邊郊客棧的雕花居室內,燭燈豆大,微弱的閃著橙昏的光暈。四周寂寥,天空異常的漆黑,伸手不見五指,這是黎明前的黑暗。
所有的人,都在客房的床榻上安眠著,陷入了一整晚中,最深眠的時刻。
靜悄悄的客棧,連留守在大廳裏的小二哥灰子都忍不住自己大腦休息的本能,眼皮酸軟的打起架來。
混混沌沌的陷入了半沈眠的狀態中。
那一間染著豆大燭光的屋子,在死一般的寂靜裏,墨一樣的黑暗裏散發著格外誘人的溫度。
竹林颯颯作響,青紗隨風飛揚,窗格被竹葉飄揚的輕敲著,發出細線般的廝磨聲響。月光越發的淺淡不明起來,暈沉烏黑的暮色裏,一陣悠遠的風聲夾著什麼輕聲溫語遠遠而來。
一樹海棠嬌軟的在微風中搖擺身資。
一陣幽香飄來,窗格上豆大燭光映照之下,有一個飄逸嬌媚的身影,聘婷的站在那裏。
影子微微向前探去,好像是一個青春美資的女子在羞怯的隔著屏風覷看自己心上的情郎。
躊躇半響,窗格外的影子,一陣風樣的消失了,緊接著就又出現在大門邊。
可能是嬌羞害臊,嬌媚的影子側身,微微苦惱狀的微垂下自己的頭,露出脆弱又美麗的脖頸來。
最後,隨著黎明淺淺而來的腳步。
女子伸出纖纖玉手終於推開了這扇有些礙事的木門。
吱呀————
木門發出令人心跳的殘破聲,門扉輕啟,外麵的微風鑽進來,吹動著豆大的孱弱燭光。
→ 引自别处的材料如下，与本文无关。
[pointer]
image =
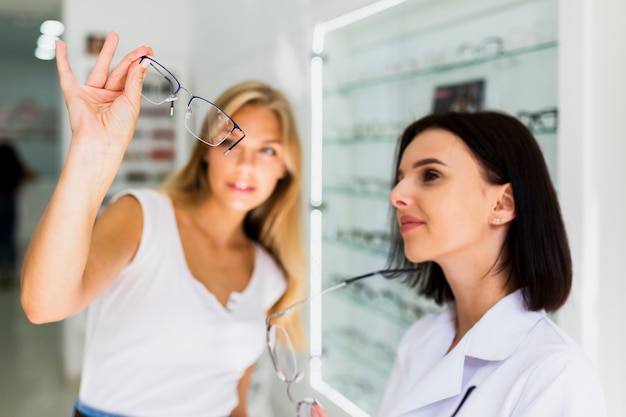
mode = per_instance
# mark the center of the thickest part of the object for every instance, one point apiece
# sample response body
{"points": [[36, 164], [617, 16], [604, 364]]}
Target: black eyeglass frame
{"points": [[173, 97]]}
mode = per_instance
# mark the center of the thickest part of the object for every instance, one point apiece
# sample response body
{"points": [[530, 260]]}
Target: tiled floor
{"points": [[32, 383]]}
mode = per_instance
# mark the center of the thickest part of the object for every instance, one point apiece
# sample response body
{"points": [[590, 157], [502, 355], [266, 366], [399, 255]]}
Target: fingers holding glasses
{"points": [[98, 76], [66, 76], [125, 75]]}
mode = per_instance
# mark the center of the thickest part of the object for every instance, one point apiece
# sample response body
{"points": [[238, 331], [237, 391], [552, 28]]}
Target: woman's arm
{"points": [[68, 263]]}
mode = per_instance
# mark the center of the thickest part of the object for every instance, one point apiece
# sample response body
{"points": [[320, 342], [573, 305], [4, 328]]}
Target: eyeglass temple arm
{"points": [[335, 287], [234, 144]]}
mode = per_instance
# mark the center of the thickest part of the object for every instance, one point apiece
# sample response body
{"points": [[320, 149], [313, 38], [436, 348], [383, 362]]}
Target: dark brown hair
{"points": [[536, 247]]}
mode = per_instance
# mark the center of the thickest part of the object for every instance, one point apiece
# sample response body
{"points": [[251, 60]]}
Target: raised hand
{"points": [[104, 111]]}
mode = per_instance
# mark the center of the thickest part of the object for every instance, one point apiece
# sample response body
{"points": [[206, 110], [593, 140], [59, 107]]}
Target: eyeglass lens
{"points": [[205, 121], [283, 353]]}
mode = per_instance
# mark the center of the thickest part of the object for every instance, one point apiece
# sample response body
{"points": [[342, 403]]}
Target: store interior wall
{"points": [[219, 43]]}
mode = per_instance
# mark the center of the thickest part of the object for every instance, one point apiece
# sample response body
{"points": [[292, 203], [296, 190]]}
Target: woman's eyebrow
{"points": [[422, 162]]}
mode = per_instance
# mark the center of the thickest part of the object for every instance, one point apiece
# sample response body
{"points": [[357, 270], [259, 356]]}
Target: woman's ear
{"points": [[504, 210]]}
閃動幾下,幾欲熄滅,最後,仍舊頑強的保存住了這微微的熱光。
倩美的女子婀娜的進屋,未發出一點兒的聲響,行走間,沒有一點腳步聲,就好像沒有用腳一般。
女子進了屋內,看起來更加的局促起來,但還是向著屋內的床榻而去。
床榻上的人被青紗薄布垂簾遮擋著,看不清楚。
女子在將要進入內室的時候,猝然的止住了腳步。
而後微微從口中吐出一口起來,屋內頓時一陣風吹過,將遮擋住床榻的青紗垂簾吹開,露出裏麵熟睡酣然的人來。
看清楚,床榻上躺著的啞巴,女子明顯的鬆了口氣。
蓮步輕移,進入內室。
就在此間,女子一隻腳剛剛踩在內室地板之上。
瞬間內室狂風乍起!地板上發出一陣刺目光芒,一副怪異複雜的圖畫文字在地板上旋轉扭動,好像機關契合,幾乎聽見哢嚓聲。
啊!——————
一聲嬌柔的驚叫,女子被地板上不斷發出刺目光芒的圖畫裏伸出的刺骨冰涼的人手扯住了腳踝,伏身在地,完全無法動彈。
等刺目白光大動,室內猛然巨亮一瞬,然後熄滅。
床上的啞巴還在酣眠中沉沉的入睡,那床榻邊的地板上卻是有一個婀娜身資的女子被從地下伸出的大手死死的拉扯著。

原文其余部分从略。